Doctor of Philosophy (PhD)



Document Type



Volatile organic compounds (VOCs) are prevalent in everyday life, ranging from household chemicals, naturally occurring scents from common plants and animals, to industrial-scale chemicals. Many of these VOCs are known to cause adverse health and environmental effects and require regulation to prevent pollution. Detecting VOCs plays a critical role in food quality control, environmental quality control, medical diagnostics, and explosives detection. Thus, development of adequate sensing devices for detection and discrimination of VOCs is of great importance. In recent years, use of quartz crystal microbalance (QCM) based sensor arrays for analyses of VOCs has attracted significant interest. Detection of VOCs using QCM-based sensors is dependent upon coating materials; hence, development of suitable coating materials is also of great importance. Over the years, QCM-based sensors have provided great promise for detecting VOCs; however, they have not provided this same potential for discrimination between different VOCs. Thus, this dissertation is focused on development of reusable QCM-based sensor arrays for detection and discrimination of VOCs using ionic liquids (ILs) and a group of uniform materials based on organic salts (GUMBOS) as coating materials. GUMBOS and ILs are similar classes of ionic materials, where GUMBOS represent solid phase organic salts with melting points between 25°C and 250°C, while ILs are organic salts with melting points below 100°C and are typically liquid at room temperature.

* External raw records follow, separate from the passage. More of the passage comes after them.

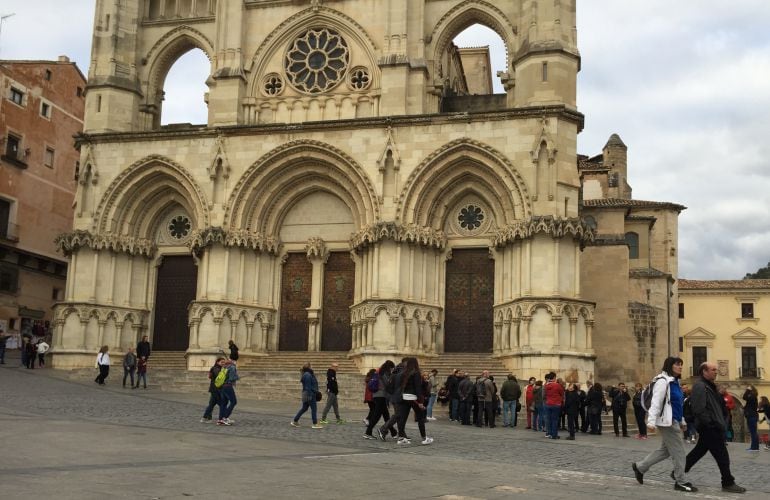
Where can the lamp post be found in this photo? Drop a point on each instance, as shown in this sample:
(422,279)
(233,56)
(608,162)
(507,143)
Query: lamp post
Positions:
(3,18)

Within this dissertation the synthesis and characterization of novel ILs and GUMBOS are discussed. Moreover, composite materials using IL-polymer blends are also presented. Vapor sensing properties of all ILs, GUMBOS, and composites were evaluated for use as coating materials in sensor arrays for detection and discrimination towards a wide range of VOCs. Two different sensor array schemes, multisensor array (MSA) and virtual sensor array (VSA), are described and examined throughout this dissertation. Finally, statistical techniques, such as principal component analysis (PCA) and discriminant analysis (DA), were used to develop predictive models to quantify the accuracy of MSAs and VSAs.

The first reports of a QCM-based MSA to discriminate VOCs by classes, and a QCM-based VSA for discrimination of closely related chlorinated VOCs are presented within this dissertation. Overall, these studies demonstrate capabilities of QCM-based vapor sensor arrays with ionic coating materials for accurate discrimination and detection of VOCs.